Her daughter, Sarah Sundquist, was a co-founder of Occupy Moscow who pulled her mother into the movement a few months ago.
Sundquist said her mother’s interest in the movement stemmed from her care for people. No matter how busy she is, she is still helping Sundquist with the movement.
“She is willing to be active,” Sundquist said. “Provide the same care (as Leviton’s parents gave her) and opportunities for me.”
Sundquist said even though her mother has a job, her mother’s student loans have added to Leviton’s anxiety with the economy.
“I don’t know if I’ll be employed in a month,” Leviton said.
The local movement has had its fluctuations in the number of people actually protesting. Leviton said anywhere from a couple people, to as many as 25 people will show up for the protests.
“We’re all people who probably wouldn’t come into contact with each other,” Leviton said.
Leviton was born in Sacramento, Calif. but grew up in Idaho Falls. She left Idaho at 16 and moved around to different states, while spending the majority of her time in Idaho because she loves the people who live here.
“I always do this rubber band thing with Idaho,” Leviton said.
Leviton went to Urban Community College at the age of 22 while pregnant with her daughter. She graduated with an English degree from Idaho State University in 1998. Leviton said she chose the degree because “people don’t know how to write.”

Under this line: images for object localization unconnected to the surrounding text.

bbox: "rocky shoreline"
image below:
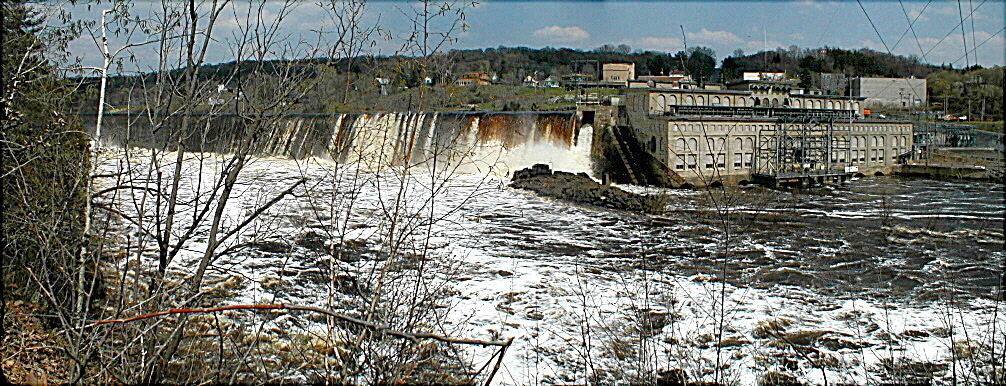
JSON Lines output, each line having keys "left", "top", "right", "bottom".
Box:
{"left": 510, "top": 164, "right": 668, "bottom": 213}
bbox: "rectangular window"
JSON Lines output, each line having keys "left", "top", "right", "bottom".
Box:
{"left": 717, "top": 153, "right": 726, "bottom": 168}
{"left": 705, "top": 153, "right": 715, "bottom": 169}
{"left": 734, "top": 153, "right": 743, "bottom": 169}
{"left": 871, "top": 150, "right": 877, "bottom": 162}
{"left": 687, "top": 154, "right": 697, "bottom": 170}
{"left": 879, "top": 149, "right": 885, "bottom": 163}
{"left": 675, "top": 155, "right": 685, "bottom": 170}
{"left": 744, "top": 153, "right": 753, "bottom": 168}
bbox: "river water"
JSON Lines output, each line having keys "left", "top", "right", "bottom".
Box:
{"left": 95, "top": 120, "right": 1004, "bottom": 384}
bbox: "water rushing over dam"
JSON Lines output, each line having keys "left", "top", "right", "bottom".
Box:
{"left": 91, "top": 111, "right": 593, "bottom": 175}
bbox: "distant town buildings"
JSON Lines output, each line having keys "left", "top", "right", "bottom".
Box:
{"left": 811, "top": 72, "right": 848, "bottom": 96}
{"left": 455, "top": 72, "right": 492, "bottom": 87}
{"left": 375, "top": 77, "right": 391, "bottom": 95}
{"left": 851, "top": 77, "right": 927, "bottom": 108}
{"left": 523, "top": 75, "right": 540, "bottom": 88}
{"left": 543, "top": 76, "right": 560, "bottom": 88}
{"left": 742, "top": 71, "right": 786, "bottom": 81}
{"left": 602, "top": 63, "right": 635, "bottom": 85}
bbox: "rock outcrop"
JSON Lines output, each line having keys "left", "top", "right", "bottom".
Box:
{"left": 510, "top": 164, "right": 667, "bottom": 213}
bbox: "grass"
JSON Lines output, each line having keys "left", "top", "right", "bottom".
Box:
{"left": 970, "top": 121, "right": 1003, "bottom": 133}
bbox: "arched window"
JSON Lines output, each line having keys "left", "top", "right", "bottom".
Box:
{"left": 688, "top": 138, "right": 698, "bottom": 151}
{"left": 685, "top": 95, "right": 694, "bottom": 105}
{"left": 676, "top": 138, "right": 686, "bottom": 151}
{"left": 697, "top": 95, "right": 706, "bottom": 106}
{"left": 734, "top": 138, "right": 743, "bottom": 150}
{"left": 753, "top": 98, "right": 761, "bottom": 106}
{"left": 762, "top": 98, "right": 770, "bottom": 106}
{"left": 669, "top": 95, "right": 678, "bottom": 105}
{"left": 650, "top": 136, "right": 657, "bottom": 152}
{"left": 783, "top": 98, "right": 791, "bottom": 107}
{"left": 723, "top": 98, "right": 731, "bottom": 107}
{"left": 712, "top": 96, "right": 721, "bottom": 105}
{"left": 717, "top": 138, "right": 726, "bottom": 150}
{"left": 656, "top": 95, "right": 667, "bottom": 112}
{"left": 772, "top": 98, "right": 779, "bottom": 107}
{"left": 745, "top": 137, "right": 754, "bottom": 149}
{"left": 827, "top": 100, "right": 834, "bottom": 109}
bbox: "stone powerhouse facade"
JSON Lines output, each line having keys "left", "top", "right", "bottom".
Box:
{"left": 609, "top": 86, "right": 912, "bottom": 186}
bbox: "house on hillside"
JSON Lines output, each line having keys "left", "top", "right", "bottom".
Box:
{"left": 543, "top": 76, "right": 560, "bottom": 88}
{"left": 375, "top": 77, "right": 391, "bottom": 95}
{"left": 523, "top": 75, "right": 540, "bottom": 88}
{"left": 455, "top": 72, "right": 492, "bottom": 87}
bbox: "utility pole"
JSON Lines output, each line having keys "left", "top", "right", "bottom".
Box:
{"left": 678, "top": 25, "right": 688, "bottom": 74}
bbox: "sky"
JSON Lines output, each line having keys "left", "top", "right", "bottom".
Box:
{"left": 62, "top": 0, "right": 1006, "bottom": 72}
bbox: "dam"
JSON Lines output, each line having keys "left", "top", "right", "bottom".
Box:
{"left": 88, "top": 111, "right": 594, "bottom": 176}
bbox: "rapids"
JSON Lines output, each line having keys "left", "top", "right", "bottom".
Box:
{"left": 91, "top": 113, "right": 1004, "bottom": 385}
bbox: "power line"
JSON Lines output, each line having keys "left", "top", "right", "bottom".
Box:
{"left": 950, "top": 26, "right": 1005, "bottom": 67}
{"left": 901, "top": 0, "right": 929, "bottom": 61}
{"left": 922, "top": 0, "right": 987, "bottom": 62}
{"left": 969, "top": 0, "right": 978, "bottom": 64}
{"left": 892, "top": 0, "right": 932, "bottom": 54}
{"left": 957, "top": 0, "right": 970, "bottom": 68}
{"left": 856, "top": 0, "right": 893, "bottom": 54}
{"left": 855, "top": 0, "right": 926, "bottom": 111}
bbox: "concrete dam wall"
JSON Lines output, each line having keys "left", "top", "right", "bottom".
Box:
{"left": 88, "top": 112, "right": 594, "bottom": 175}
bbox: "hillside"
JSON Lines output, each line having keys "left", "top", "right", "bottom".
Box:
{"left": 77, "top": 45, "right": 988, "bottom": 115}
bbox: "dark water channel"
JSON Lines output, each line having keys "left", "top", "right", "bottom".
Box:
{"left": 472, "top": 176, "right": 1005, "bottom": 303}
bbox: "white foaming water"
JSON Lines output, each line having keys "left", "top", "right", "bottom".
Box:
{"left": 95, "top": 150, "right": 1003, "bottom": 386}
{"left": 472, "top": 124, "right": 594, "bottom": 177}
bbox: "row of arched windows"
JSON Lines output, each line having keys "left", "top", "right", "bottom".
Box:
{"left": 671, "top": 134, "right": 909, "bottom": 154}
{"left": 673, "top": 136, "right": 757, "bottom": 152}
{"left": 849, "top": 135, "right": 910, "bottom": 149}
{"left": 654, "top": 93, "right": 860, "bottom": 112}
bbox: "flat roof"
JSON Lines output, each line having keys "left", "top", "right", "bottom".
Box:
{"left": 652, "top": 115, "right": 911, "bottom": 124}
{"left": 626, "top": 87, "right": 868, "bottom": 100}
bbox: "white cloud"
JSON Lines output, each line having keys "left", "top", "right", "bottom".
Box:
{"left": 686, "top": 28, "right": 743, "bottom": 46}
{"left": 907, "top": 8, "right": 930, "bottom": 23}
{"left": 532, "top": 25, "right": 590, "bottom": 43}
{"left": 796, "top": 0, "right": 827, "bottom": 11}
{"left": 634, "top": 36, "right": 684, "bottom": 52}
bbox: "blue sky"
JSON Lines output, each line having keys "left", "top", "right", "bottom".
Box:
{"left": 65, "top": 0, "right": 1005, "bottom": 71}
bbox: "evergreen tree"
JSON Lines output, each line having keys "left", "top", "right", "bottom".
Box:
{"left": 1, "top": 0, "right": 90, "bottom": 326}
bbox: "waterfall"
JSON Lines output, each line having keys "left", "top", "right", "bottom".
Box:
{"left": 91, "top": 111, "right": 593, "bottom": 176}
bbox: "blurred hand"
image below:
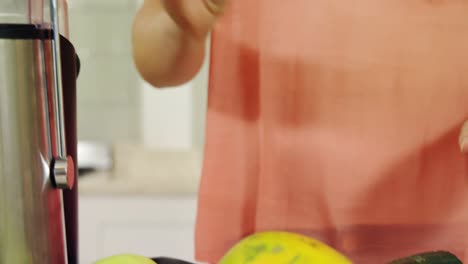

After graduation, she became a substance abuse counselor for children with drug and alcohol abuse problems.
Leviton has lived in Moscow for 12 years. Her daughter is attending the University of Idaho and her son is working in Brazil. She works full-time for DisAbility Rights Idaho as a legal advocate to help write grants and reports. DRI is an advocacy and lobbyist group for people with disabilities in Idaho.
“I think it’s something that touches a lot of people,” Leviton said.
She met her partner in Moscow. They were friends for a couple years, and have been together for 9 years.
Leviton said her children are not ashamed of who she is, but she is cautious of talking openly about her relationship, because her partner is worried people in the community may not fully accept their relationship.
Leviton’s partner has had a particularly hard time with her small business in Moscow. Leviton said she is consistently denied loans to help build her business, and the banks usually suggest having a friend or family member loan them the money.
“It was ridiculous for a banker to tell someone that,” Leviton said.